EFFECTS OF TURBULENCE ON THE MARINE DINOFLAGELLATE GYMNODINIUM NELSONII1

Laboratory experiments were conducted to study the effects of agitation on growth, cell division, and nucleic acid dynamics of the dinoflagellate Gymnodinium nelsonii Martin. When cultures were placed on an orbital shaker at 100 rpm, cell division was prevented, cellular volume increased up to 1.5 times that of the nonperturbed cells, the form and location of the cell nucleus were modified, and the RNA and DNA concentrations per cell increased up to 10 times those of the controls. When shaking was stopped after 10 days, cells divided immediately at about 2/3 of the division rate of the unshaken populations, and all the altered parameters were restored.
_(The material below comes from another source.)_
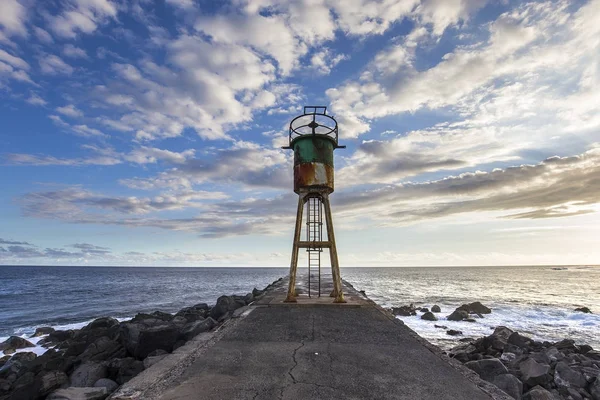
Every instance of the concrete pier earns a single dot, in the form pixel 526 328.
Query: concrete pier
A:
pixel 315 349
If the agitation continued for more than 20 days, total cell death and disintegration occurred. Several cellular types differing in size and shape were observed in the control and shaken cultures. One possible hypothesis for these results is that failure of the cell to divide results from physical disturbance of the microtubule assemblage associated with chromosome separation during mitosis. My study suggests that small‐scale oceanic turbulence of sufficient intensity may inhibit growth of individual dinoflagellate cells, but immediate development of the population may continue when calm weather follows the active mixing period.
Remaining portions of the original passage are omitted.